Sunday, 24 de November de 2024 ISSN 1519-7670 - Ano 24 - nº 1315

Colunista inglesa condena cobertura intensiva

A morte do papa João Paulo 2º rendeu 10 vezes mais notícias que a reeleição do presidente americano George W. Bush, de acordo com o Global Language Monitor, que vasculha a internet à procura de palavras específicas.

Nas 24 horas após a morte do pontífice, a organização localizou 35 mil matérias a respeito na rede e em bases de dados como o Lexis Nexis, que inclui transcrições de programas de TV. Quando foi descido à sepultura, já eram 100 mil artigos, mais do que gerou o tsunami na Ásia. No dia em que Bush derrotou John Kerry, foram localizadas cerca de 3.500 notas, segundo a AP [5/4/05]. O circo da mídia literalmente se mudou para o Vaticano. Grandes emissoras como CNN e BBC alugaram cômodos dentro da cidade-estado para transmitir o evento de adeus ao líder católico.

Em meio à gigantesca cobertura dos veículos de comunicação, para alguns pouco crítica e exagerada, aos poucos levantam-se vozes de protesto contra a ‘comoção mundial’ que a mídia quis impor ao público. Uma das pessoas que nadou contra a corrente foi a polêmica colunista Polly Toynbee, do Guardian [8/4/05]. Em extenso artigo, ela protesta contra a presença do premiê britânico Tony Blair em Roma, questionando como ele se atreve a, em nome de todos os britânicos, fazer honras a um homem que ‘matou milhões’ com seus editos. ‘Os milhões que foram a Roma não significam que o catolicismo está ressurgindo. Os devotos estão ali, mas esse é essencialmente um ‘momento princesa Diana’’, escreve, concluindo que ‘essas pessoas estavam, em sua maioria, querendo participar de um evento que poderiam contar a seus netos’. ‘Coisas desse tipo são estimuladas pelo exagero e insistência da televisão, que enfatiza uns poucos histéricos chorando’.

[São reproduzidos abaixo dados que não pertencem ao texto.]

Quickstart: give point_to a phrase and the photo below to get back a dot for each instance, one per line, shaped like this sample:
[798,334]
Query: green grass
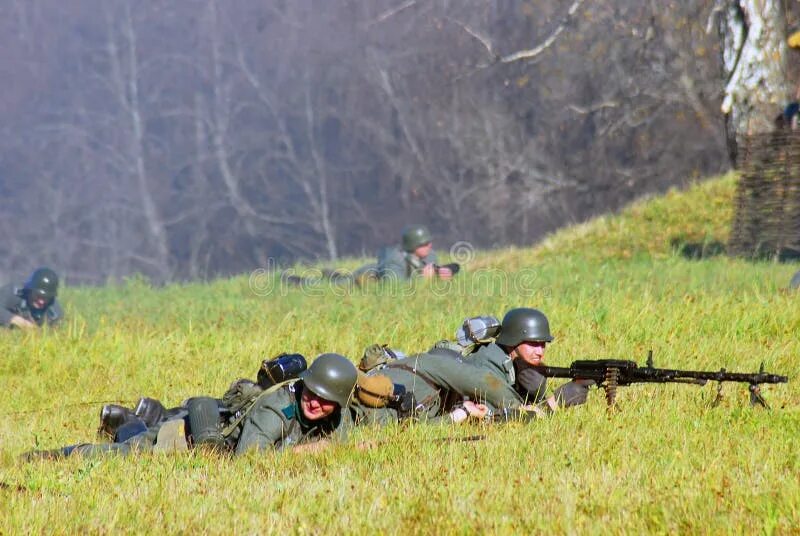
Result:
[615,287]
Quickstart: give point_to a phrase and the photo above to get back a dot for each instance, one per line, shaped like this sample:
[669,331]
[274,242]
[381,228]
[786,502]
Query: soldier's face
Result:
[315,407]
[38,302]
[424,250]
[532,352]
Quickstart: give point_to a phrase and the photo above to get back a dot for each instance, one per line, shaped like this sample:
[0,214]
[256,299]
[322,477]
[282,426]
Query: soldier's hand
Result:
[476,411]
[428,270]
[21,322]
[445,273]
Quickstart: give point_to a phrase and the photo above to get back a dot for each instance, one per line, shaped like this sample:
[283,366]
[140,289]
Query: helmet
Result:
[415,236]
[524,324]
[332,377]
[43,283]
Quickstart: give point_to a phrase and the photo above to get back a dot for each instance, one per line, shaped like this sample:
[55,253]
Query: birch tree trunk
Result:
[754,59]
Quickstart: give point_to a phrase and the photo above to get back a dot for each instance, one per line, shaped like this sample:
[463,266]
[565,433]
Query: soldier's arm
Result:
[263,429]
[21,322]
[54,313]
[5,317]
[393,269]
[476,383]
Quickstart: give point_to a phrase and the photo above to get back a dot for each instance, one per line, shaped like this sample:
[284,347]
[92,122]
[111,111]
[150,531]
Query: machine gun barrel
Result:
[611,373]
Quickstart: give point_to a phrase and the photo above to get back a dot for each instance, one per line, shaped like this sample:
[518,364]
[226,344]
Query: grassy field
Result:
[615,287]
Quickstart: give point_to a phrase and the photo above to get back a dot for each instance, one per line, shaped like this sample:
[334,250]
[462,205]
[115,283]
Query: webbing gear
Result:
[376,355]
[478,329]
[280,369]
[171,437]
[378,391]
[204,422]
[409,406]
[242,413]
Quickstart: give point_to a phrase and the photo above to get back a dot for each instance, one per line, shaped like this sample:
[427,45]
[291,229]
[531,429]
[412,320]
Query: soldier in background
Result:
[414,256]
[32,305]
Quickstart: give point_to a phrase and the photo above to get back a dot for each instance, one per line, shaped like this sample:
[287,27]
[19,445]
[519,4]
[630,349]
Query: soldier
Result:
[295,413]
[524,335]
[306,411]
[415,256]
[428,386]
[32,305]
[794,283]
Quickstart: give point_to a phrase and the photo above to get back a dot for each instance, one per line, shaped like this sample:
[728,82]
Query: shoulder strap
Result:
[232,426]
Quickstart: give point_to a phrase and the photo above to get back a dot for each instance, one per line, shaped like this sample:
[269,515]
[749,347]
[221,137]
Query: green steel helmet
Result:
[415,236]
[43,283]
[332,377]
[524,324]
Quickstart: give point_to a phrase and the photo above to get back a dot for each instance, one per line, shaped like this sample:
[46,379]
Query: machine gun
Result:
[612,373]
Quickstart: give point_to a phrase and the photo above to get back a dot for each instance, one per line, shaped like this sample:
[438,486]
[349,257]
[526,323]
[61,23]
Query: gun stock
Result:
[613,373]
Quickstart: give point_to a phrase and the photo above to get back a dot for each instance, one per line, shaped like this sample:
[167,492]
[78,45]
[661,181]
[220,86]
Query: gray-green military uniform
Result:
[442,378]
[400,262]
[12,303]
[276,421]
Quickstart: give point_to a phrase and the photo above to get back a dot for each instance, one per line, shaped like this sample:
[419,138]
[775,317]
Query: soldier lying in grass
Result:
[295,413]
[484,374]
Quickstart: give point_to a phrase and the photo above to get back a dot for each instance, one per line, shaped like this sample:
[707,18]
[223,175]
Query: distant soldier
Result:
[794,284]
[415,256]
[32,305]
[295,413]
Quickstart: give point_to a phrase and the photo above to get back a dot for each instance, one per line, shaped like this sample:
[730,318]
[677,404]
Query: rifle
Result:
[612,373]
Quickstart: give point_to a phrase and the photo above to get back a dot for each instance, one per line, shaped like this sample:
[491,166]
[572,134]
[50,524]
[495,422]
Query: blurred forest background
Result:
[197,138]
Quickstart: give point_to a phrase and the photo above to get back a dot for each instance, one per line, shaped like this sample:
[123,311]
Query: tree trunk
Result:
[754,59]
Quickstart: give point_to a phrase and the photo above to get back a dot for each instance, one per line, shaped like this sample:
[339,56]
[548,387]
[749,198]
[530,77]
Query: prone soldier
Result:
[294,413]
[32,305]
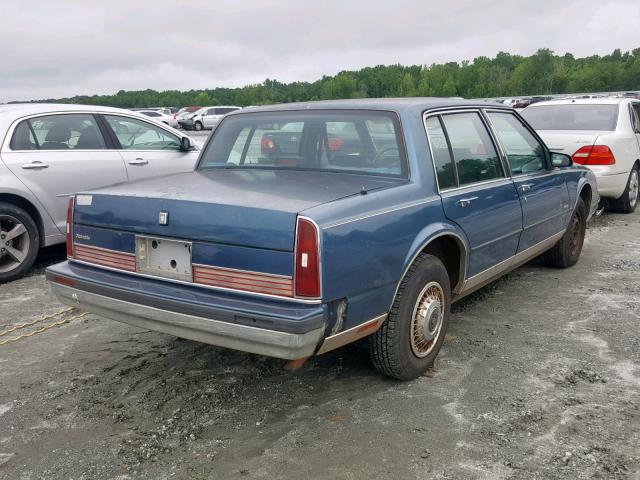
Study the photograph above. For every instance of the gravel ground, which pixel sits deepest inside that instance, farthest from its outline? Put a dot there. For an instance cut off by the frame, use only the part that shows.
(539, 378)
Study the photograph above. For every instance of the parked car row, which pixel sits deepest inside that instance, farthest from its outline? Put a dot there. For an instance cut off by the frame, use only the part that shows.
(305, 227)
(602, 134)
(189, 118)
(50, 151)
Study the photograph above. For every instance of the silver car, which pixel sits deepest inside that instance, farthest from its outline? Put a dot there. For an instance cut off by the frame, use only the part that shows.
(50, 151)
(206, 117)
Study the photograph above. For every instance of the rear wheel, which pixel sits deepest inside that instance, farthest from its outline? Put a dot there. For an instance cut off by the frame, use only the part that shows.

‘Na Europa, a assiduidade às igrejas está despencando, mesmo no coração do catolicismo reacionário, a Polônia. Aqui (no Reino Unido), os jovens não têm idéia das mais básicas histórias cristãs’, comenta Polly, citando uma pesquisa recente segundo a qual metade dos britânicos não sabe o que significa a Páscoa. O Vaticano ‘é uma força moderna e potente para a crueldade e a hipocrisia. (…) George Bush pode rezar tranqüilamente ao lado do corpo do homem que criticou a guerra do Iraque e a pena de morte, já que isso nunca teve importância porque o papa nunca transformou esse assunto em algo sério ou mandou que a igreja nos EUA tomasse alguma atitude. (…) Se o Vaticano tivesse aprendido alguma coisa sobre humanidade, meditaria humildemente sobre os 4.450 clérigos católicos acusados de molestar crianças apenas nos EUA’.

A cerimônia de enterro, segundo a colunista, tentou aliviar ‘outro papa cuja fé obscurantista causou sofrimento inútil. Que ele estivesse obedecendo ordens superiores não é desculpa. (…)’. Roma seria o palco da reunião ‘de mulás, rabinos e de todas as outras fés medievais que crescentemente conspiram contra a modernidade. Grupos islâmicos têm alertado de forma enfática que o Vaticano deve se manter firme contra influências liberais no que diz respeito à homossexualidade, aborto, contracepção e ordenação de mulheres. O que acontece com as religiões, que todas elas se unem quando se trata de sexo? Sempre expressam desprezo pelo corpo da mulher, o que conduz à necessidade de suprimi-la totalmente.(…)’

‘Desgraçadamente, os ricos europeus ignoram os bizarros ensinamentos sobre contracepção da Igreja e não se rebelam para ajudar os pobres do Terceiro Mundo’, pondera Polly. ‘Estes católicos ‘civilizados’ têm tanto sangue nas mãos quanto o Vaticano que apóiam’.